BBBSLC: Defends Potential and Empowers Resilience
The overarching goal of Big Brothers Big Sisters of Lorain County (BBBSLC) for the past 30 years has been to help children and youth facing adversity achieve measurable outcomes leading to lifelong success. Founded in 1994 by Leadership Lorain County, BBBSLC is an affiliate of the Big Brothers Big Sisters of America (BBBSA), which has developed a highly effective approach to mentoring, with formalized standards and required procedures for affiliates. This has led to the model’s recognition as an evidence-based program.

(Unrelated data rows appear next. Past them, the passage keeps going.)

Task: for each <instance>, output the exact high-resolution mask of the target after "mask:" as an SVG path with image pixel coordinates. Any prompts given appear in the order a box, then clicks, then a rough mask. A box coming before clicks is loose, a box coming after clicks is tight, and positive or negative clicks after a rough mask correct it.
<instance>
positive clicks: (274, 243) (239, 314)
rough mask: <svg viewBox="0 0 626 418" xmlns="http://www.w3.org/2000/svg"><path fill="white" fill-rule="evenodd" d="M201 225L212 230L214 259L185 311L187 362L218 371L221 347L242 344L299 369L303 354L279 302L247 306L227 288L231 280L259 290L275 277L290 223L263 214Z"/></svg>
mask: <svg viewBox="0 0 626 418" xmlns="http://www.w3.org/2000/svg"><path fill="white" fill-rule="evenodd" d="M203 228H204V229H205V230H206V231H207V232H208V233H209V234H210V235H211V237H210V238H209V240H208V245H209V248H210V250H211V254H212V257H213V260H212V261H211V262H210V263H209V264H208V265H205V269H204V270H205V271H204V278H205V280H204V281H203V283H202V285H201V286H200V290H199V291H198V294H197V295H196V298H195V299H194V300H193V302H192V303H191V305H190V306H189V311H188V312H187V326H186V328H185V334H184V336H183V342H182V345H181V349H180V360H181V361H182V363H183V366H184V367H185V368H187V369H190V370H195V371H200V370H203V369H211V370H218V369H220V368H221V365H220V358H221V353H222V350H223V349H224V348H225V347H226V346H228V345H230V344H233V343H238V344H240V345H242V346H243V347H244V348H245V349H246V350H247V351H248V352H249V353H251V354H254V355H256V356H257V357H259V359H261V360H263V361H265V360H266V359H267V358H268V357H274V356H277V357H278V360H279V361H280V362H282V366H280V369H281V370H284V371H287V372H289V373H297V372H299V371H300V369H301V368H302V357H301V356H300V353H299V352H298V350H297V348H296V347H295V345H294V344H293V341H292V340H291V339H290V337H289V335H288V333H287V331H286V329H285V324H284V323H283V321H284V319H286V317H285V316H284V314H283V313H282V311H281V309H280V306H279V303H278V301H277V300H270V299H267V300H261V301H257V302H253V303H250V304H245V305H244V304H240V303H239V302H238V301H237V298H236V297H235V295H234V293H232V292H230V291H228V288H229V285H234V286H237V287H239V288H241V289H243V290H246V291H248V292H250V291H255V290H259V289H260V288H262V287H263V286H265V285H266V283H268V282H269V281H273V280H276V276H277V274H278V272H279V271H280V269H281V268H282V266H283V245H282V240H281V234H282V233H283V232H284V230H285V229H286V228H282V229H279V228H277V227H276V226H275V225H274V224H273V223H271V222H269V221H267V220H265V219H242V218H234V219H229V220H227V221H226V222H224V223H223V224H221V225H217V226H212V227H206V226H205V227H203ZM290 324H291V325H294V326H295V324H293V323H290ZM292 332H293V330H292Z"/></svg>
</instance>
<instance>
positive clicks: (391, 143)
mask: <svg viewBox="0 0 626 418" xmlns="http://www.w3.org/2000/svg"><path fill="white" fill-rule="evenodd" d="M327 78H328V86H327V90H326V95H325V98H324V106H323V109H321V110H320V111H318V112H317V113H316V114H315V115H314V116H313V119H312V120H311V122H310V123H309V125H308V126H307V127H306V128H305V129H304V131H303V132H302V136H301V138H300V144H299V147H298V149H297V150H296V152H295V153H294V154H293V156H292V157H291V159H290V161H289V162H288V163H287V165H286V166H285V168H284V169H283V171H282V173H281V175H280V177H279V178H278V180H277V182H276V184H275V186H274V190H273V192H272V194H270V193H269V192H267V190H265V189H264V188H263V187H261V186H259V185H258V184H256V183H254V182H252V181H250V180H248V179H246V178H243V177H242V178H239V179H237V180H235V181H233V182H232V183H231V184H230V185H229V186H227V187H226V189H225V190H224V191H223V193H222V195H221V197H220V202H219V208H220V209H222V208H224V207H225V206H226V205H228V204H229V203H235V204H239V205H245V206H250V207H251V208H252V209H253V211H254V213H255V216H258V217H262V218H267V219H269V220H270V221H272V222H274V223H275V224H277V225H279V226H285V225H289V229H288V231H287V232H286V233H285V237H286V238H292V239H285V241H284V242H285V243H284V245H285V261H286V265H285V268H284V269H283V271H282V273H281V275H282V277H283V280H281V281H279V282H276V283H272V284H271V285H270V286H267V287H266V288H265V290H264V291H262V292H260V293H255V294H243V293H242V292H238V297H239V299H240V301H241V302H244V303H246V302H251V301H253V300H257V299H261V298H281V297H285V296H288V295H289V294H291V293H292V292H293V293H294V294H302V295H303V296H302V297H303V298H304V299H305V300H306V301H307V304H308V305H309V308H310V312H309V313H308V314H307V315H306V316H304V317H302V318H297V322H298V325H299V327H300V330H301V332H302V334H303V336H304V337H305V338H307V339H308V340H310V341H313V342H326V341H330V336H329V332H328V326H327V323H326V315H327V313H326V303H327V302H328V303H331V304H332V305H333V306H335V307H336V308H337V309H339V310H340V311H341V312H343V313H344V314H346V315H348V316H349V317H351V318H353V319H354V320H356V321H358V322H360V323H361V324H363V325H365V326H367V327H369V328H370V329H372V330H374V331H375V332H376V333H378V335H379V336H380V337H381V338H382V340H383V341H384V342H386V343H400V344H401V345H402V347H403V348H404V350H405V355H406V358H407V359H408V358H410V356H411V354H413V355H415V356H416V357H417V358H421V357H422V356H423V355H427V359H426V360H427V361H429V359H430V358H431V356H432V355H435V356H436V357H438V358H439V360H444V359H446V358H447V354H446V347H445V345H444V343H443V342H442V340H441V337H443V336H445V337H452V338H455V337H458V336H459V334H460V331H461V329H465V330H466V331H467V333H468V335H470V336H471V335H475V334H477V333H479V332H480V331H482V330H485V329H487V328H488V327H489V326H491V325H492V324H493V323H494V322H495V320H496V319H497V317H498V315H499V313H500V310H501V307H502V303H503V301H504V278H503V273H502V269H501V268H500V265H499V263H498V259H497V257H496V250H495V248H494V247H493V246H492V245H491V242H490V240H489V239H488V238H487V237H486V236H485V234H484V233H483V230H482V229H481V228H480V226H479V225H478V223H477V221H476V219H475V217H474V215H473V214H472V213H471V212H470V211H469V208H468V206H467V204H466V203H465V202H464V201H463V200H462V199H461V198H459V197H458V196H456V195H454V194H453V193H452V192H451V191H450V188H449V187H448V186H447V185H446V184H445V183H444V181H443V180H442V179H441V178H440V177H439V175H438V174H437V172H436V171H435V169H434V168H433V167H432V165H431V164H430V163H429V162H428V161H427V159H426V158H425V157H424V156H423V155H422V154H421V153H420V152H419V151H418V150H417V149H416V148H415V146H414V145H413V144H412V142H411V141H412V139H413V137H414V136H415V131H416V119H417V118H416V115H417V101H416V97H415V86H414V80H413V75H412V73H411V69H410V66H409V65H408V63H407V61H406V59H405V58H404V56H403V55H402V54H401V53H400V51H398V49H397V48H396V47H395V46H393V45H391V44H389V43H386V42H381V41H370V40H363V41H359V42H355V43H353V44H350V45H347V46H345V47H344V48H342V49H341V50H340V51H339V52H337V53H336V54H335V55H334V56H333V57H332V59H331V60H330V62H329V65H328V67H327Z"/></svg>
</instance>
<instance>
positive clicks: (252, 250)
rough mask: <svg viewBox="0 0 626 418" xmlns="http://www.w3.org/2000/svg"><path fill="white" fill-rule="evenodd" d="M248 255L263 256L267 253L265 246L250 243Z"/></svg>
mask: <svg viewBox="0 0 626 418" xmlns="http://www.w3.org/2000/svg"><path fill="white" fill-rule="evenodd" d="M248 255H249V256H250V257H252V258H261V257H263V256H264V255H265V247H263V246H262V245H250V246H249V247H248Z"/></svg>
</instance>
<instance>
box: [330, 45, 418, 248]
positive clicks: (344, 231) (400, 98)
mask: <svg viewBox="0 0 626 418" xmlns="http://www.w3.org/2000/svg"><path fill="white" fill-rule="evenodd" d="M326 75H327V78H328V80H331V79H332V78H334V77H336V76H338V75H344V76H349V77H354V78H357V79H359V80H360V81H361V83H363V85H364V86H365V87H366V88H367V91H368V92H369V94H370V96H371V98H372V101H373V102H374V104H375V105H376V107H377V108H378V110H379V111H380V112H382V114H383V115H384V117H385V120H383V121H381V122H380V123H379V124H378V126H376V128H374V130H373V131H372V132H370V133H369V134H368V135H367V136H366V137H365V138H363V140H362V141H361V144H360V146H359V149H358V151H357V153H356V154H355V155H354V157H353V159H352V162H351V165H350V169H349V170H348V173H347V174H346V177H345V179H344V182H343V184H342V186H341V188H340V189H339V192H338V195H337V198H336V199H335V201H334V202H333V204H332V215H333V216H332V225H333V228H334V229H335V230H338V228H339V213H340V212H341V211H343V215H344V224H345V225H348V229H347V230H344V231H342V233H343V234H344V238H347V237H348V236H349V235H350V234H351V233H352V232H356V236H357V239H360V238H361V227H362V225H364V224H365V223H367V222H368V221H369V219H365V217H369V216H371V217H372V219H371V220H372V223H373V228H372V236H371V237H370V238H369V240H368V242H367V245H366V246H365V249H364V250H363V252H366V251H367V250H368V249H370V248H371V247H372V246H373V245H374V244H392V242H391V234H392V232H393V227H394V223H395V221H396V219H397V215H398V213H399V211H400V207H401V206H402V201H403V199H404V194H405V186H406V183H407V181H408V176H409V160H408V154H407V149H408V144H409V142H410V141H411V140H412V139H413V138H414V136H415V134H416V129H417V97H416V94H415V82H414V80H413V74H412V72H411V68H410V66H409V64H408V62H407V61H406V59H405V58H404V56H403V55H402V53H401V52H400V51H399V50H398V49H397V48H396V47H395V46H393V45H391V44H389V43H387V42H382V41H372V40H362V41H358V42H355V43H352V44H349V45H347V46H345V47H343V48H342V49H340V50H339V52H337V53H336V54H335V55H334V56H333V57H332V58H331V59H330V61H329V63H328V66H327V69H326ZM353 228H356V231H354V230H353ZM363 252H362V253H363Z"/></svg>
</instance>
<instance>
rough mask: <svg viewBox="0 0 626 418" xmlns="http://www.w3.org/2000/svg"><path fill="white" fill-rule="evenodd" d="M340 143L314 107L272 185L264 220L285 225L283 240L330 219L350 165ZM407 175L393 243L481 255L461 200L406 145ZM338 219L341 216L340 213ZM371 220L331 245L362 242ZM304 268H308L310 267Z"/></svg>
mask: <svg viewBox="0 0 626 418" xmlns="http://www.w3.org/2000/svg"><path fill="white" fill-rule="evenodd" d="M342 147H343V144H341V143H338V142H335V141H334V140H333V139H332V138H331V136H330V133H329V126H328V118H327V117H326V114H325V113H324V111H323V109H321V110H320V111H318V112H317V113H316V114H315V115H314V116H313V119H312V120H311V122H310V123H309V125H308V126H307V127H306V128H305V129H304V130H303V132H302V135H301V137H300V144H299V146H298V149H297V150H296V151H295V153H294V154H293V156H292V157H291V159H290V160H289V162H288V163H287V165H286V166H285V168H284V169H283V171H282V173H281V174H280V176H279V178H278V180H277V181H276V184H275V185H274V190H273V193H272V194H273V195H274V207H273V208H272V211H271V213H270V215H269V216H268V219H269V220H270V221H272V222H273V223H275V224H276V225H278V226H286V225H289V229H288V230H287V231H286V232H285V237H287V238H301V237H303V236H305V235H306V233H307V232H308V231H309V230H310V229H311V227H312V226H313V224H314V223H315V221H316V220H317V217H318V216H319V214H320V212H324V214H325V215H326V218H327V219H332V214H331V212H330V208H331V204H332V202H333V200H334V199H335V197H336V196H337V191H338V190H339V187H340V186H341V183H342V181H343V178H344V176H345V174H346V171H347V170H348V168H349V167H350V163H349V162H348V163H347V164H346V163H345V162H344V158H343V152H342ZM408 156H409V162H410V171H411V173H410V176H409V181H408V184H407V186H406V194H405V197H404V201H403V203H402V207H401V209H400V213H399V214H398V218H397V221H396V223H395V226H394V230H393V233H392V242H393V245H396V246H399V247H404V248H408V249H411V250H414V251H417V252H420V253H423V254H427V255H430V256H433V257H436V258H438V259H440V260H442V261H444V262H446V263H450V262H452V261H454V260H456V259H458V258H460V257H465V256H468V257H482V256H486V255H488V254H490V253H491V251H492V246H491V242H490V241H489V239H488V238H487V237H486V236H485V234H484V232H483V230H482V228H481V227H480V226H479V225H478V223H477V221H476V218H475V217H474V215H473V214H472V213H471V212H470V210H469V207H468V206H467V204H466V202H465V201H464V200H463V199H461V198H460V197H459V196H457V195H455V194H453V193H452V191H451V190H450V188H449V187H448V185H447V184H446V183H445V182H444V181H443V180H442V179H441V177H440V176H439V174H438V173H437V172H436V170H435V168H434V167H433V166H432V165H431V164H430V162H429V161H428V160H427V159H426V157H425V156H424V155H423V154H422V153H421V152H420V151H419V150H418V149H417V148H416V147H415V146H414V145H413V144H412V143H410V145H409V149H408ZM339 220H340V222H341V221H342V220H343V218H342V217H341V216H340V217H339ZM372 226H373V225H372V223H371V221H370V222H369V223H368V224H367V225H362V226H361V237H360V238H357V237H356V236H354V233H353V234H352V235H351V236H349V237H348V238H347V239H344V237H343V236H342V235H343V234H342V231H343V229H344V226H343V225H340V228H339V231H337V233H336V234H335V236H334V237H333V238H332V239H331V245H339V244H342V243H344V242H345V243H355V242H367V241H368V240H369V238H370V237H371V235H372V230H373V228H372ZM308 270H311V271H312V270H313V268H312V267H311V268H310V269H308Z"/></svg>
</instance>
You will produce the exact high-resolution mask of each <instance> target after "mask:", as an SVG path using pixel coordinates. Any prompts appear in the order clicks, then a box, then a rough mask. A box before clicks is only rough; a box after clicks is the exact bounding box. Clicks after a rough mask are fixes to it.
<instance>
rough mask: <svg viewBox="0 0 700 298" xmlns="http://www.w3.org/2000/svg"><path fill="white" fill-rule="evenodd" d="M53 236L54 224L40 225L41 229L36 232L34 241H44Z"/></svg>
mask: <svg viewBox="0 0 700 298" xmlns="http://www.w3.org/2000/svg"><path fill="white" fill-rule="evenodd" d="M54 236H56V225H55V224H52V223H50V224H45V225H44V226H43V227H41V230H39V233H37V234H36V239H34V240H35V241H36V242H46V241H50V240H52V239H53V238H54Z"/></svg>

Our community and school/site-based programs use evidence-based practices to achieve measurable outcomes in the areas of educational success, improved attitudes and competencies, and risky behavior avoidance. We achieve this by working with community partners and engaging with families, volunteers, and donors to maintain, adapt, and expand our programs and activities that make professionally supported, meaningful, monitored one-on-one mentoring matches between adult volunteers (“Bigs”) and children and youth (“Littles”), ages 6 through 19 in communities across Lorain County. Our one-on-one mentoring relationships support the critical social and emotional development needed to help build resilience and promote the mental health and well-being of the children we serve. The BBBSLC mentoring approach supports the mentee and mentor match at many points: at recruitment, orientation, pre-match training, post-match training, in-service training, and ongoing evaluation and supervision.
BBBSLC uses extensive screening procedures including criminal background checks, personal references, employment status checks and home studies. Mentors are trained by BBBSLC staff in: protective and risk factors, child safety, recognizing child abuse, youth development, communications, limit-setting, relationship-building, and specialized areas like social and emotional learning, trauma-informed practices, opioid impacts and preventions and more.
BBBSLC is a certified prevention service provider by the Ohio Mental Health Addiction Services Board, is a prevention service provider affiliate of the Lorain County Mental Health Addiction Services Board (MHARS), and works in partnership with the U.S. Office of Juvenile Justice and Delinquency Prevention, the Ohio Department of Youth Services, The Ohio Department of Education, Lorain County Jobs and Family Services, and local law enforcement agencies to prevent and reduce involvement in juvenile delinquency and substance abuse. Other mental health-related specialty area curricula and training utilized with mentoring matches include social and emotional learning, trauma-informed practices, and opioid impacts and prevention. BBBSLC has two federal grants and one state grant to help address the needs of high-risk youth in the areas of opioid exposure and delinquency prevention.